As you head down the stairs with Michael Stevulak to Scooter Underground, after wistfully looking at the Mazda RX-8 in the Pacific Mazda showroom upstairs, you get the sense that he’s like a kid in a candy store. Once you see the scooters and electric bikes in this lookalike London underground station, you want him to be your best friend. Sporting bright colours and sleek designs, they are the ultimate toy for grownups.

But Scooter Underground is not just about fun. According to Stevulak, “Scooter Underground is more an urban transportation store than a scooter store.”
The idea was born while he and his wife were in Europe. “Everywhere you looked there were scooters, electric bikes, and small cars and, more importantly, special parking spaces for them,” he says.

Returning to Victoria, he began planning and developing the business. Scooter Underground opened its doors in the fall of 2007 after three years of planning and research. Stevulak is no stranger to the transportation business, being a partner in Pacific Mazda for 20 years. He sells cars, but knows the big-picture regional transportation and environmental issues too.

“There has been talk of mass transit in the Greater Victoria area for a long time, but nothing is ever done. The Colwood crawl gets worse all the time. This can’t continue — as we create urban sprawl, we must have cost-effective and environmentally sensitive ways of moving people,” he says. “Scooter Underground is part of the answer to that.”

Scooters and electric bikes need to meet strict Transport Canada requirements but, in sourcing quality scooters and bikes from China, he ran up against “Doing Business in China 101.”

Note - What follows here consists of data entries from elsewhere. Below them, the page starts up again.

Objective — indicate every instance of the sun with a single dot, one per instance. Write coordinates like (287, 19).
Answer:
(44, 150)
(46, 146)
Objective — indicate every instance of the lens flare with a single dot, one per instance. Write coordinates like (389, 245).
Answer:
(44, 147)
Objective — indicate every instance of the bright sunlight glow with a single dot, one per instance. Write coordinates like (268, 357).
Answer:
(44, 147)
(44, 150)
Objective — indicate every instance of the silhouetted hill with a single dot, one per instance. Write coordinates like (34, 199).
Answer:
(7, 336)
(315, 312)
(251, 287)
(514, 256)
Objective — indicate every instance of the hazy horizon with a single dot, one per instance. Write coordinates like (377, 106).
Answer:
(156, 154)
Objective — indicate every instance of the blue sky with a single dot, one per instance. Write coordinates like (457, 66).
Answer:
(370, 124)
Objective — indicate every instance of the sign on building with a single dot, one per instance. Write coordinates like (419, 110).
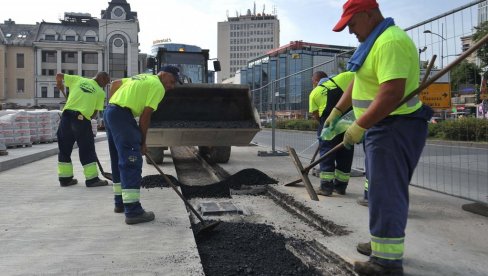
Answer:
(438, 94)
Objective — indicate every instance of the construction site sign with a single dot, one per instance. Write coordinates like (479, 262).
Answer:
(438, 94)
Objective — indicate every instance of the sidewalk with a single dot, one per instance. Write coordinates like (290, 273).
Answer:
(69, 231)
(441, 238)
(47, 229)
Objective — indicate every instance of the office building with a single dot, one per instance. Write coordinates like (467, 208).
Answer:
(287, 71)
(245, 37)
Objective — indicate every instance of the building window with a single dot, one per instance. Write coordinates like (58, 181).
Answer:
(47, 72)
(20, 86)
(49, 56)
(20, 60)
(44, 92)
(56, 92)
(69, 57)
(89, 73)
(89, 58)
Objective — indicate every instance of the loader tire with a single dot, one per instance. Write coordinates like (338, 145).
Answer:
(219, 154)
(157, 154)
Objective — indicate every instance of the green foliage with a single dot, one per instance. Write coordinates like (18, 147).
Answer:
(464, 73)
(464, 129)
(481, 31)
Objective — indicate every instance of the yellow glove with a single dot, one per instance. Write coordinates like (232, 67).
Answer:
(333, 118)
(353, 135)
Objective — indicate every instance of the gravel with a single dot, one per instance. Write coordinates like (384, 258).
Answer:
(204, 124)
(221, 189)
(248, 249)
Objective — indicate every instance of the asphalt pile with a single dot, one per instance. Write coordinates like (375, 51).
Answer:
(158, 181)
(221, 189)
(247, 249)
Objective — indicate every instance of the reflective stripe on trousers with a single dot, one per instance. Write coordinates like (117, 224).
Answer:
(392, 152)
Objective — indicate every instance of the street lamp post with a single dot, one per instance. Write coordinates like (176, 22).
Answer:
(421, 51)
(442, 42)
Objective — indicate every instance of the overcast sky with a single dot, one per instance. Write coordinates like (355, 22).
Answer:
(195, 22)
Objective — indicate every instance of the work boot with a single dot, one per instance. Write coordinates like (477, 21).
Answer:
(324, 192)
(73, 181)
(97, 183)
(374, 269)
(364, 248)
(326, 188)
(341, 191)
(144, 217)
(119, 209)
(362, 201)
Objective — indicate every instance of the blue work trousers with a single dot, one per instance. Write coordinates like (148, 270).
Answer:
(71, 129)
(340, 160)
(124, 141)
(393, 148)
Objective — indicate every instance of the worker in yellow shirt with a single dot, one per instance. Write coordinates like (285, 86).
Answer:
(86, 97)
(133, 97)
(336, 168)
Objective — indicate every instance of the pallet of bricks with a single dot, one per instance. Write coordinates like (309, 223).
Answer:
(15, 129)
(43, 125)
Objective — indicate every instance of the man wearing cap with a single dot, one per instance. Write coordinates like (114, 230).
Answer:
(387, 70)
(137, 96)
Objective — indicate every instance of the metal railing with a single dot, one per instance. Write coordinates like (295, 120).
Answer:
(457, 168)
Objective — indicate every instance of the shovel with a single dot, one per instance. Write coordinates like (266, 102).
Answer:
(206, 226)
(304, 171)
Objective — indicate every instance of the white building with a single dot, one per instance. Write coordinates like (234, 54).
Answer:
(79, 44)
(245, 37)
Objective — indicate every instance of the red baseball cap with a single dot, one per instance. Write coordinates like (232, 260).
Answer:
(350, 8)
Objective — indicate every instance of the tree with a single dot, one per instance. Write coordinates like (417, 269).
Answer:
(465, 74)
(481, 31)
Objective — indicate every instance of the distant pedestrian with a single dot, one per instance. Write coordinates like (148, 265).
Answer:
(387, 71)
(335, 169)
(86, 97)
(133, 97)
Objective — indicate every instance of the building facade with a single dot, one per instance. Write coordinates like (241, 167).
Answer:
(17, 62)
(243, 38)
(78, 45)
(284, 76)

“We wanted to import a German scooter that was being produced in China, but we also wanted to do everything by the book in terms of Transport Canada safety requirements, which can be a long and expensive process.

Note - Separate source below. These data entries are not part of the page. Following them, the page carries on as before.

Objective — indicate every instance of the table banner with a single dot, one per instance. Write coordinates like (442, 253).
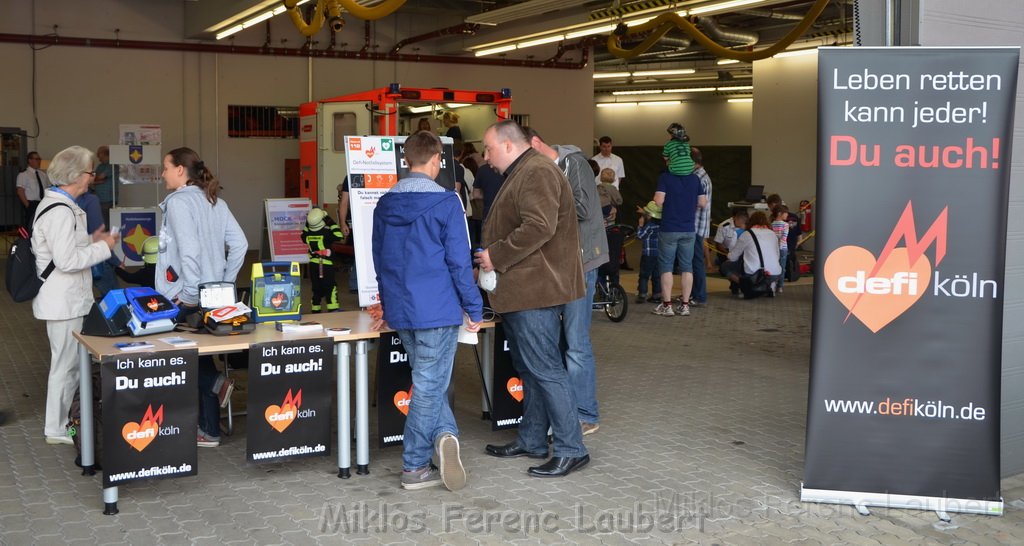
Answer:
(507, 395)
(290, 395)
(151, 411)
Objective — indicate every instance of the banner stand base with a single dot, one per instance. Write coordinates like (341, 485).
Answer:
(913, 502)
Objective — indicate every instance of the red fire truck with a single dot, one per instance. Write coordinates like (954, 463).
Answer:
(388, 112)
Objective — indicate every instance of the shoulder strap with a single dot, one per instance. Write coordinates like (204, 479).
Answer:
(758, 246)
(50, 266)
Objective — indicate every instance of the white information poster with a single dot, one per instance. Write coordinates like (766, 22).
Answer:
(285, 220)
(140, 139)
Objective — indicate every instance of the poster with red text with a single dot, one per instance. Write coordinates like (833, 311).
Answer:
(913, 175)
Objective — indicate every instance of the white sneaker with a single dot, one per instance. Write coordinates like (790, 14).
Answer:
(453, 473)
(664, 309)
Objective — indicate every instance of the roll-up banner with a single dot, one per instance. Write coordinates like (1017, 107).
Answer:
(913, 176)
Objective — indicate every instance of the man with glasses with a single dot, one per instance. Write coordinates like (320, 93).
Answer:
(31, 185)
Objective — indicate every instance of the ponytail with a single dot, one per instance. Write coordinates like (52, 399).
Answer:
(199, 175)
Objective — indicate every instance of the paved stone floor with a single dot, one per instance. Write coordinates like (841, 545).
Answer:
(700, 442)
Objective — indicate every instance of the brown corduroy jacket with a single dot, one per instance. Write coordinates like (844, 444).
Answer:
(532, 238)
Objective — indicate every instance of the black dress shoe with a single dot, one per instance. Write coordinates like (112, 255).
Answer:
(509, 451)
(558, 466)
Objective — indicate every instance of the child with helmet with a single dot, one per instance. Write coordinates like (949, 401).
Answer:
(677, 152)
(320, 235)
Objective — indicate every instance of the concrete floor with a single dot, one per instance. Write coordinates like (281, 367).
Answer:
(702, 424)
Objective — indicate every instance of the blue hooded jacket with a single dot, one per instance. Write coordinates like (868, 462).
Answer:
(422, 256)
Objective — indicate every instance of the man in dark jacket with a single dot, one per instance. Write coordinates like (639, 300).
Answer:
(531, 240)
(424, 274)
(594, 250)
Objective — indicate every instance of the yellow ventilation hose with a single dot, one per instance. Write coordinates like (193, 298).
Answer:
(666, 22)
(331, 10)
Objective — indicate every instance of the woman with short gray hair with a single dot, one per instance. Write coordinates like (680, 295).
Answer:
(59, 238)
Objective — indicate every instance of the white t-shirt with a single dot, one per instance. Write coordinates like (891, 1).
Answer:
(769, 249)
(612, 162)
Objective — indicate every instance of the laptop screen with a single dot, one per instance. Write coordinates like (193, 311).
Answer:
(754, 194)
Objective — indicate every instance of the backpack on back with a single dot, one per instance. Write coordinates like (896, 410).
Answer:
(23, 283)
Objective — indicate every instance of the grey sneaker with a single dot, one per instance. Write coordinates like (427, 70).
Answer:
(205, 441)
(453, 473)
(427, 476)
(664, 309)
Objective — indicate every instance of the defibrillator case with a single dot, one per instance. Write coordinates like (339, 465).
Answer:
(276, 291)
(215, 296)
(151, 311)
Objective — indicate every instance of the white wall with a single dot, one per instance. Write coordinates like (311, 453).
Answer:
(83, 93)
(785, 132)
(708, 123)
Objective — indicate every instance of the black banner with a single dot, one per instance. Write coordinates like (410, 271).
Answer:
(151, 415)
(394, 389)
(290, 395)
(913, 175)
(507, 397)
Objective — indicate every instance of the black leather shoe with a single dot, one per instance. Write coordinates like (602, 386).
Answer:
(558, 466)
(509, 451)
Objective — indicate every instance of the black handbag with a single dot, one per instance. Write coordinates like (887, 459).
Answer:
(759, 284)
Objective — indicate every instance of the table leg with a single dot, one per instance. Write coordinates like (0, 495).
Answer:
(87, 434)
(487, 361)
(344, 411)
(361, 409)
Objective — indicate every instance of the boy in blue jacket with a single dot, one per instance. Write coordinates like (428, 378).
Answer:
(425, 278)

“We thought we had exclusive Canadian distribution rights, only to see the same scooters being sold by a company in Quebec. Even though we thought we had all our bases covered and had a good working relationship, our first experience with doing business with China was not a good one.”

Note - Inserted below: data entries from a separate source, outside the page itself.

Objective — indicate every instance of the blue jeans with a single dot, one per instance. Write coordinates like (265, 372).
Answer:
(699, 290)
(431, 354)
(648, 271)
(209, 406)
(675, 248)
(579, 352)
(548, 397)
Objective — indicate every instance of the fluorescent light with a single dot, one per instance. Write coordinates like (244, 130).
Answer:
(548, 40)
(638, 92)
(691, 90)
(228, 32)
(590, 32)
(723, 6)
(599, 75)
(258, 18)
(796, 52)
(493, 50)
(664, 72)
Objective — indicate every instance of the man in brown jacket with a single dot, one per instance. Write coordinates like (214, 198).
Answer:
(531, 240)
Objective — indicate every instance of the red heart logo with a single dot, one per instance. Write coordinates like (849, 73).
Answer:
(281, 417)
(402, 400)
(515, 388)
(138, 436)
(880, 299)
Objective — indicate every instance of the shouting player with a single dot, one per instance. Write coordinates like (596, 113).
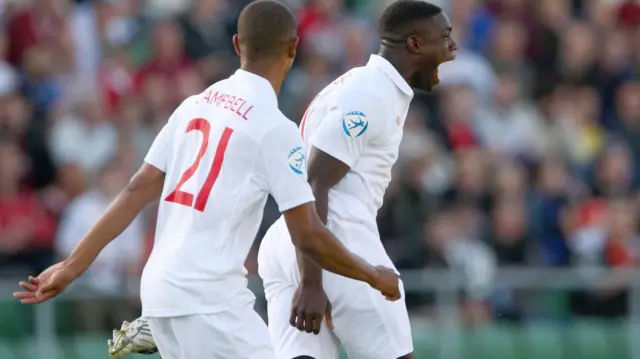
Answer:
(213, 165)
(353, 130)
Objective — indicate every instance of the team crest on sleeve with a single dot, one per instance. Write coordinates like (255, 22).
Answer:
(297, 160)
(355, 123)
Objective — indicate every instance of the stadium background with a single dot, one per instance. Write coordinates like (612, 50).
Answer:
(516, 187)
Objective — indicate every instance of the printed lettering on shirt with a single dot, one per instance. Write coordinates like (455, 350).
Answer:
(354, 123)
(297, 160)
(235, 104)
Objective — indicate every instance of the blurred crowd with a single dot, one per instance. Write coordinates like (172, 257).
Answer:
(528, 154)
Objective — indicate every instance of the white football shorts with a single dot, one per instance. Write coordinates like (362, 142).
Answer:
(366, 324)
(239, 333)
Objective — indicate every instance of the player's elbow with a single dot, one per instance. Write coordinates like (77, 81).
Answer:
(309, 241)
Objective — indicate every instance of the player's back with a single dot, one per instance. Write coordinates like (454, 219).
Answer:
(213, 197)
(358, 119)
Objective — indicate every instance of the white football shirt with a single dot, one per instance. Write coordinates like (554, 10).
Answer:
(358, 119)
(223, 151)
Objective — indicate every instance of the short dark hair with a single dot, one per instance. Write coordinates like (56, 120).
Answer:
(399, 18)
(265, 28)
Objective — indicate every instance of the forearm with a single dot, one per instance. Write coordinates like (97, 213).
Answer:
(310, 272)
(122, 211)
(327, 252)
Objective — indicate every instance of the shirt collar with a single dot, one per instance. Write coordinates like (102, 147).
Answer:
(379, 62)
(259, 83)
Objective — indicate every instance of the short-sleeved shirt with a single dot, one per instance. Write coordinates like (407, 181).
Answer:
(223, 151)
(359, 119)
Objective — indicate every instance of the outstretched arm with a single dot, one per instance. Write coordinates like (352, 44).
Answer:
(144, 187)
(324, 173)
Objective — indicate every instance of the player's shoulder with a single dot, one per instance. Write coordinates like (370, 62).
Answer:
(280, 126)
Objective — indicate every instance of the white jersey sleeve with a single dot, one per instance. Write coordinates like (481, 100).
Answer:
(160, 151)
(355, 120)
(284, 160)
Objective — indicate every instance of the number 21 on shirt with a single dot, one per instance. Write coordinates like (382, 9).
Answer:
(185, 198)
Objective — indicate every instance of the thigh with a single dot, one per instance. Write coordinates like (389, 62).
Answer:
(288, 341)
(368, 325)
(238, 333)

His biggest surprise, once Scooter Underground was up and running, was his market. He figured it would be about 50/50 male and female and most purchasers would be under 25. Happily, Stevulak says, “we were completely wrong. We have as many customers over the age of 50 as we do under the age of 25.”

As the business grows, Stevulak intends to use the Victoria store as a prototype and then expand either through selling franchises or establishing company owned stores. “We want to be known as the purveyors of urban transportation,” he says.